The floral prints are of the same color family as the wall and quilt, as the frames match the timber of the headboard.
REMEMBER the Frame
If you opt to hang a graphic, the frame should complement both the d?cor of the room and the coloring and style of the piece itself. You will also need to choose if you need matting or not - while matting can increase the wall size of an inferior piece, be skeptical of allowing a print out to drown in its border. Generally speaking, smaller bits with very large matting only be successful if the image is simple and obvious from afar. If someone needs to peer close up at a bit to understand it, comprehensive matting is a no-no.
As for the frame material, there are several choices. A wood framework with a carved design can have a good shabby-chic feel, especially if it's been colored. For a upright vintage look, simply dark wood casings work great. If you want a modernist or contemporary vibe, steel or black casings are the way to go.
Also, if you want vibrant d?cor, you shouldn't be frightened to go with a bright-colored shape, particularly if the room requires a pop and your color choice complements another highlight in the space.
LOWER COSTS Where You Can
If you're going with a print, framing can be expensive. Keep costs down by only using designs that fit in standard-sized frames, that happen to be much cheaper than custom frames. You can even look for antique frames at storage and real estate sales and then work backward, completing the photo after you have the frame.
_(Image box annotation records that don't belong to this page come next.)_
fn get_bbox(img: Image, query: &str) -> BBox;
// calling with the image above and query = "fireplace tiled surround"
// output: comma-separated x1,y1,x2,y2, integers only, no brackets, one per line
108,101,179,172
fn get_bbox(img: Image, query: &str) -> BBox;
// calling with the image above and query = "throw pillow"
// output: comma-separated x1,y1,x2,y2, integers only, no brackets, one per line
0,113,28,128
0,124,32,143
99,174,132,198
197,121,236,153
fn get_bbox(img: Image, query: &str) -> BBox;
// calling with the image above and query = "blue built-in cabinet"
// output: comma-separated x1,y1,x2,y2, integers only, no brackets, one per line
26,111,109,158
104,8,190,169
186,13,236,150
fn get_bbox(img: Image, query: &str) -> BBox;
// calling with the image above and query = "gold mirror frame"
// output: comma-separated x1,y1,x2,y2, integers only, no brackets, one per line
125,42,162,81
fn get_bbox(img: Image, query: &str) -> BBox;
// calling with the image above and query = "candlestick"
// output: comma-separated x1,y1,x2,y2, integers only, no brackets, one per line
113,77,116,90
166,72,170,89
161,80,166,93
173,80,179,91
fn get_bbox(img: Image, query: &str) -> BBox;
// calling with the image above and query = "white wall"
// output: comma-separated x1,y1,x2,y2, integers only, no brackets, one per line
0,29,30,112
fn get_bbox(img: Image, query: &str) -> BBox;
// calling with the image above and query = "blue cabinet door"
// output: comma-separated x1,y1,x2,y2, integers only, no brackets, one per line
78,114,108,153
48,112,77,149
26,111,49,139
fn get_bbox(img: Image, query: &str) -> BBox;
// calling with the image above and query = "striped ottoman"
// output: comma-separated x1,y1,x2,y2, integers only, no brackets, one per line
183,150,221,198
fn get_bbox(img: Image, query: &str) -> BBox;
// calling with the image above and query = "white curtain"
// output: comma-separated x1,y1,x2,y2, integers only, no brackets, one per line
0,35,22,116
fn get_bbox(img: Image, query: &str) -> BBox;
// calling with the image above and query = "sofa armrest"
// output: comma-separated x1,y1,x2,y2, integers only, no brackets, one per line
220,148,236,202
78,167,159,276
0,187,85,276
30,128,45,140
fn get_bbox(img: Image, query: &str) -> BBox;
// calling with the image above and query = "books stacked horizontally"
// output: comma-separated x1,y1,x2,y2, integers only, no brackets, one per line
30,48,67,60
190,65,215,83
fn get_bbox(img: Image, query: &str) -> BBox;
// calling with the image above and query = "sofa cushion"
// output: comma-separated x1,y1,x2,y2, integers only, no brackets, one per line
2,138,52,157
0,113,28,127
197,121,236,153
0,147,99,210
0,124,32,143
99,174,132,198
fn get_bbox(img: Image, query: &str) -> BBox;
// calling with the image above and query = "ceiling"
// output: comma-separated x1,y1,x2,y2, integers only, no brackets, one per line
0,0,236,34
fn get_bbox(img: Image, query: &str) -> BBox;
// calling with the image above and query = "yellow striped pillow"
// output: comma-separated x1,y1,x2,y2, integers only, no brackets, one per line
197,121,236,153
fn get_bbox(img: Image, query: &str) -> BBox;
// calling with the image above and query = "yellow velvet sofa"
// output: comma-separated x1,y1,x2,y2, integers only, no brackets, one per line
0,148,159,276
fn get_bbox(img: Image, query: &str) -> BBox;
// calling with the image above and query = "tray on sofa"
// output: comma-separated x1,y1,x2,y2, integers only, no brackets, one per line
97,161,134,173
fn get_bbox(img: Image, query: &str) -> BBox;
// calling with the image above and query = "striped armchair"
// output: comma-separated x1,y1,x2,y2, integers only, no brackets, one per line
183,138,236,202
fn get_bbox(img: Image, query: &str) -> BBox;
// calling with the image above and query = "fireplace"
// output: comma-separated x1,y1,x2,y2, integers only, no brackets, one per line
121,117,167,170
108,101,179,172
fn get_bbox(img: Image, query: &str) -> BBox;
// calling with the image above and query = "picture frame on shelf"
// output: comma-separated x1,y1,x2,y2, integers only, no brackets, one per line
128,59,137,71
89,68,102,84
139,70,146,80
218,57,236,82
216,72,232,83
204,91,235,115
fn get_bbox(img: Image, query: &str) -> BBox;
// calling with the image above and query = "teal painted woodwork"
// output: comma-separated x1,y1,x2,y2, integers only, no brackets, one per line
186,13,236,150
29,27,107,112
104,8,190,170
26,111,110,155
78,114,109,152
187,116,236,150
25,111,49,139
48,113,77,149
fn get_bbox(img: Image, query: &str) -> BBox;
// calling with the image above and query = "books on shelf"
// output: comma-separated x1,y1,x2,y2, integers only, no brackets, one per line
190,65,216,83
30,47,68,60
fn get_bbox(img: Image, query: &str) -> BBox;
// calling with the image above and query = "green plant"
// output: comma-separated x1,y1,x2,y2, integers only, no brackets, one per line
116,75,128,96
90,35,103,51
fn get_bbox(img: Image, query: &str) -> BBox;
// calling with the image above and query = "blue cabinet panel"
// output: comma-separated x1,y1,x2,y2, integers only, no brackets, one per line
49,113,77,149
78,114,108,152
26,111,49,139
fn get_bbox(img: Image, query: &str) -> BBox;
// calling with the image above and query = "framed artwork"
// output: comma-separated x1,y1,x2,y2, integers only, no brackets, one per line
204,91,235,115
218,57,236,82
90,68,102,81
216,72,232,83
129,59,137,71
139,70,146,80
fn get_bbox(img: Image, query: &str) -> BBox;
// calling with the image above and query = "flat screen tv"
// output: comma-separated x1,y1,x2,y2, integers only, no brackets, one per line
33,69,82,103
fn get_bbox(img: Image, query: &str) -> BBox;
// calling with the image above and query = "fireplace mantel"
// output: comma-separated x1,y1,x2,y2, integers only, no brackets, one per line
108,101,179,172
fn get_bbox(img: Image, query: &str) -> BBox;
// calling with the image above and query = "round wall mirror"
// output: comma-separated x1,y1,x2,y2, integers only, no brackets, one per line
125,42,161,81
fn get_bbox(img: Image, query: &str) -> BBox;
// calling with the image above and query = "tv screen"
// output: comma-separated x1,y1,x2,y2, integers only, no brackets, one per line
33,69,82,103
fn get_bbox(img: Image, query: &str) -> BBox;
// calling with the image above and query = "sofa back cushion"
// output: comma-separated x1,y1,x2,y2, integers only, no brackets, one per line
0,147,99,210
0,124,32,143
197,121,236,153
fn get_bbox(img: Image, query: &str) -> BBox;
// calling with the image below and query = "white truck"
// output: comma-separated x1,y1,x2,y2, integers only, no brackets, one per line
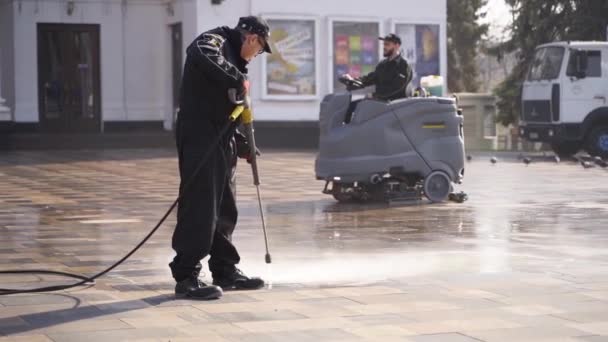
519,41,608,158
Or, one of the benefits of a wall-mounted shelf or other unorthodox adornment is having less body - that can frequently be a big cost benefits. There tend to be creative workarounds. The company Wellmade offers Gallery STiiCKs that can shape any poster on two sides for a fraction of what traditional framing costs - that's what I selected for my three designs above the bed.
There's also companies that print images onto canvas or wood - and this don't need a frame by any means. If you are a shutterbug and have some great pictures you'd like to hang, this might be your chance. Shutterfly offers this service, for example, and you could often find half-off deals.
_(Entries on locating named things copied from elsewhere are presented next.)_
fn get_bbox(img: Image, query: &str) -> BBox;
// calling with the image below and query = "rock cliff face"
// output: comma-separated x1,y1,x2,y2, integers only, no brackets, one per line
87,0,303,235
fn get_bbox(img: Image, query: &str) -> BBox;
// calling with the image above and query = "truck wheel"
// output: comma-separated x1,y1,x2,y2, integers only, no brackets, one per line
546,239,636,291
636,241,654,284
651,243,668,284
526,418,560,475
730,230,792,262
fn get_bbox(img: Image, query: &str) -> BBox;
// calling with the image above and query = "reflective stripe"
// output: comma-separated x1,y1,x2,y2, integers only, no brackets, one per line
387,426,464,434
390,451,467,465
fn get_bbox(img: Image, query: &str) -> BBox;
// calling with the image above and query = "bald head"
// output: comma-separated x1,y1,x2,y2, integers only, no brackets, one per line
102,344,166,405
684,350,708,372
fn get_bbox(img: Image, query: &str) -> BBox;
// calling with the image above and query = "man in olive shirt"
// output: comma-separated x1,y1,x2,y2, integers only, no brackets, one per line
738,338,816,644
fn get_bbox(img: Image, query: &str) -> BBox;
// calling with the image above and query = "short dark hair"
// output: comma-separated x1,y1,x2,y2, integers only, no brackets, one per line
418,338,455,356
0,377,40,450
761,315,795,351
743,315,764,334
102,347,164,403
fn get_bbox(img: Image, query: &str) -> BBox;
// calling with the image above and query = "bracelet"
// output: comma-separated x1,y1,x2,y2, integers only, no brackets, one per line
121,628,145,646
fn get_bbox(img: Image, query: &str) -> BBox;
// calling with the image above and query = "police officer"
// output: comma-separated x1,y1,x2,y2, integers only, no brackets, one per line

For my dining room (pictured above), which also offers high ceilings and mixes directly into the living room, I had formed two images made and opt for custom size for every single that fit the wall-space wonderfully. Because I'm a deal-hunter, the blended pair cost less than $100 - about the price tag on getting one large-ish poster custom framed.
Choosing the right art for a sizable space isn't easy - but it can be done if you take the time to essentially plan out what you need. Think through the scale, type, coloring, framing and cost of what you want. And get ideas from the internet and beyond - sites like Houzz can give you great ideas, as can home d?cor magazines, or even just shopping at home goods stores and viewing how they have their showrooms setup.
The key is visualizing what you need before you have it and then patiently working toward discovering the right artwork at the right cost for your space. Don't hurry things - Rome wasn't built-in a day, and your home won't be decorated per day. But when your property is fully decorated, it'll look fabulous!